Per quanto riguarda l’uscita dal mercato del lavoro delle lavoratrici donne si sta ipotizzando uno strumento unico di pensionamento per tutti i lavoratori cosiddetti “fragili“, in cui dovrebbe essere inclusa l’Ape Sociale.

Le donne potrebbero andare in pensione a 63 anni e 5 mesi come accade per gli uomini, anche se questa soglia potrebbe essere più flessibile in alcuni casi, fino a scendere uno o due anni per categorie definite.

Calcolo pensione
Calcolo pensione – oipamagazine.it

Pertanto, potrebbe essere alleggerita l’anzianità contributiva richiesta fino a 35 anni per le lavoratrici, secondo quanto evidenziato da Palazzo Chigi. Al momento, si tratta solo di ipotesi: per avere conferma di ciò, infatti, bisogna attendere la versione finale della Legge di Bilancio 2024. Per quanto concerne, invece, la rivalutazione degli assegni pensionistici, la soluzione – pare – sarà definitiva.

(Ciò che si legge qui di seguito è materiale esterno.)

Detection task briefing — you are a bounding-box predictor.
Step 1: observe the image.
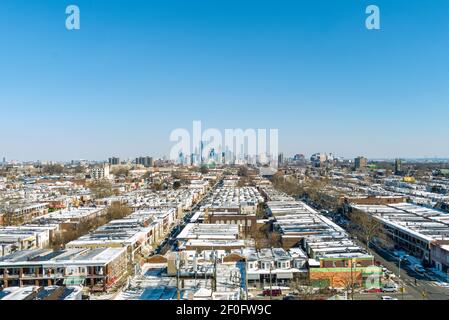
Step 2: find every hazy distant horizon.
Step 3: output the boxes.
[0,0,449,161]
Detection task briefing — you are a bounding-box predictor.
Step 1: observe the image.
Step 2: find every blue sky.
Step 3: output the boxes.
[0,0,449,160]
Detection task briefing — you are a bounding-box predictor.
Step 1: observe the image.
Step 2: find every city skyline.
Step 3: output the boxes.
[0,0,449,161]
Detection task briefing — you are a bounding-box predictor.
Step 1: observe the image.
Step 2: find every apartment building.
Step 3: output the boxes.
[0,248,127,291]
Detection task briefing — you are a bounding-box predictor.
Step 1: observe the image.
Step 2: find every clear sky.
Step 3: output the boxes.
[0,0,449,160]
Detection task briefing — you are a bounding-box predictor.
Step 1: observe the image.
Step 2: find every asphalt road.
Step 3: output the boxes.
[155,180,221,255]
[357,248,449,300]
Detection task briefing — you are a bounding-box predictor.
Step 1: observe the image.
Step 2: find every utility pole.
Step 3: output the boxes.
[176,253,181,300]
[245,258,248,300]
[212,251,217,292]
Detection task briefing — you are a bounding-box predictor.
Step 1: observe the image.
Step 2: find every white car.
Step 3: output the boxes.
[382,296,398,300]
[413,264,426,274]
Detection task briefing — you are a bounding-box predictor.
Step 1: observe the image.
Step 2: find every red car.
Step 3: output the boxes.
[262,289,282,297]
[365,288,382,293]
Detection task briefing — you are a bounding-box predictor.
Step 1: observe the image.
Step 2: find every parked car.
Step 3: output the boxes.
[413,264,426,274]
[382,283,398,292]
[262,289,282,297]
[365,288,382,293]
[381,296,398,300]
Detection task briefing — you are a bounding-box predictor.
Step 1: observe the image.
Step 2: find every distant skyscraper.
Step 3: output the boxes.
[278,152,284,166]
[394,159,402,176]
[136,157,154,167]
[354,157,367,169]
[109,157,120,165]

Modifiche a perequazioni e taglio di punti percentuali

Nello specifico, saranno applicate delle modifiche alla perequazione dei trattamenti tra 4 e 5 volte il minimo, portando a un rialzo dall’8% al 90%, mentre quelli della fascia più consistente, invece, scenderanno dal 32% al 22%. In sostanza, dunque, sarà apportato un taglio di 10 punti percentuali.

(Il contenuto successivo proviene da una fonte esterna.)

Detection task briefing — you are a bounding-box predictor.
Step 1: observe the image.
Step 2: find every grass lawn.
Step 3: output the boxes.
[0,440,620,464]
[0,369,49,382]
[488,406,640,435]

Sembra, dunque, accertato il passaggio da Quota 103 a Quota 104 con 63 anni d’età e 41 di contributi, anche se bisogna capire, nello specifico, come sarà gestito il meccanismo dei premi.

Pensione anticipata
Pensione anticipata – Oipamagazine.it

I soggetti, dunque, che decideranno, quasi a fine carriera, di ritirarsi prima dal mondo del lavoro, anche se con un piccolo anticipo, potrebbero godere dello stesso incentivo, presentato nel corso del 2023. Tradotto, significa che, nella busta paga del lavoratore, sarà lasciata la trattenuta contributiva del 9,19%.

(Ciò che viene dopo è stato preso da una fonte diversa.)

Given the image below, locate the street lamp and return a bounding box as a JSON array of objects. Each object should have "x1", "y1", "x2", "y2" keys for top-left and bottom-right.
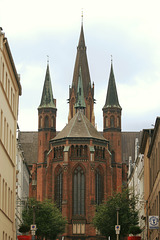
[
  {"x1": 116, "y1": 208, "x2": 119, "y2": 240},
  {"x1": 31, "y1": 205, "x2": 36, "y2": 240}
]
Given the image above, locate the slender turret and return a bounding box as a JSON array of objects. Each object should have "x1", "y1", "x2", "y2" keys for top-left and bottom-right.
[{"x1": 103, "y1": 62, "x2": 122, "y2": 191}]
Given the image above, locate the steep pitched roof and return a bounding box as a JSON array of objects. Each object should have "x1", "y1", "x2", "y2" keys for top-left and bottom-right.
[
  {"x1": 72, "y1": 24, "x2": 91, "y2": 98},
  {"x1": 52, "y1": 110, "x2": 107, "y2": 141},
  {"x1": 39, "y1": 64, "x2": 56, "y2": 108},
  {"x1": 103, "y1": 63, "x2": 121, "y2": 108}
]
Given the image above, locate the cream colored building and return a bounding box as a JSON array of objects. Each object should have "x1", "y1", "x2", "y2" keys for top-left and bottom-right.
[{"x1": 0, "y1": 28, "x2": 21, "y2": 240}]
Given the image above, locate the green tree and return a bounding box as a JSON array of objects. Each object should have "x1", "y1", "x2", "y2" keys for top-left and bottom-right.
[
  {"x1": 19, "y1": 199, "x2": 66, "y2": 240},
  {"x1": 93, "y1": 189, "x2": 138, "y2": 239}
]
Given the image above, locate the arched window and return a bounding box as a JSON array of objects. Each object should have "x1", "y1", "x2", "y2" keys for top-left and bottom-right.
[
  {"x1": 104, "y1": 116, "x2": 108, "y2": 127},
  {"x1": 117, "y1": 116, "x2": 120, "y2": 127},
  {"x1": 44, "y1": 151, "x2": 47, "y2": 163},
  {"x1": 51, "y1": 117, "x2": 55, "y2": 128},
  {"x1": 95, "y1": 168, "x2": 104, "y2": 205},
  {"x1": 54, "y1": 168, "x2": 63, "y2": 209},
  {"x1": 44, "y1": 116, "x2": 49, "y2": 128},
  {"x1": 39, "y1": 116, "x2": 42, "y2": 128},
  {"x1": 73, "y1": 166, "x2": 85, "y2": 215},
  {"x1": 111, "y1": 150, "x2": 115, "y2": 162},
  {"x1": 110, "y1": 116, "x2": 114, "y2": 127}
]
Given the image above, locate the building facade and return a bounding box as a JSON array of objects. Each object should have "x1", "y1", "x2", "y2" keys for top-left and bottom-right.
[
  {"x1": 15, "y1": 131, "x2": 30, "y2": 236},
  {"x1": 0, "y1": 28, "x2": 21, "y2": 240},
  {"x1": 20, "y1": 24, "x2": 127, "y2": 239}
]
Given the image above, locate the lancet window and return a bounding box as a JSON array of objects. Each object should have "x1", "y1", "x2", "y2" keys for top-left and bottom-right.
[{"x1": 73, "y1": 166, "x2": 85, "y2": 215}]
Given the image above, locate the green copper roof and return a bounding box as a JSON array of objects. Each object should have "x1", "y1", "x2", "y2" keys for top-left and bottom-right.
[
  {"x1": 75, "y1": 67, "x2": 86, "y2": 108},
  {"x1": 39, "y1": 64, "x2": 56, "y2": 108},
  {"x1": 103, "y1": 63, "x2": 121, "y2": 108}
]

La penalizzazione, per chi, invece, intende uscire dal mondo del lavoro, con un leggero anticipo, potrebbe essere soggetta a un tetto alla misura massima della pensione erogabile, fino, poi, ad ottenere il requisito per la vecchiaia. Al momento, dunque, sono al vaglio diverse opzioni che, nel corso delle prossime settimane, potrebbero ulteriormente variare.

Dall’anno prossimo, infine, i lavoratori potranno riscattare agevolmente i periodi privi di copertura retributiva e di adempimenti relativi a obblighi contributi, un po’ come già è attuato per il riscatto della laurea.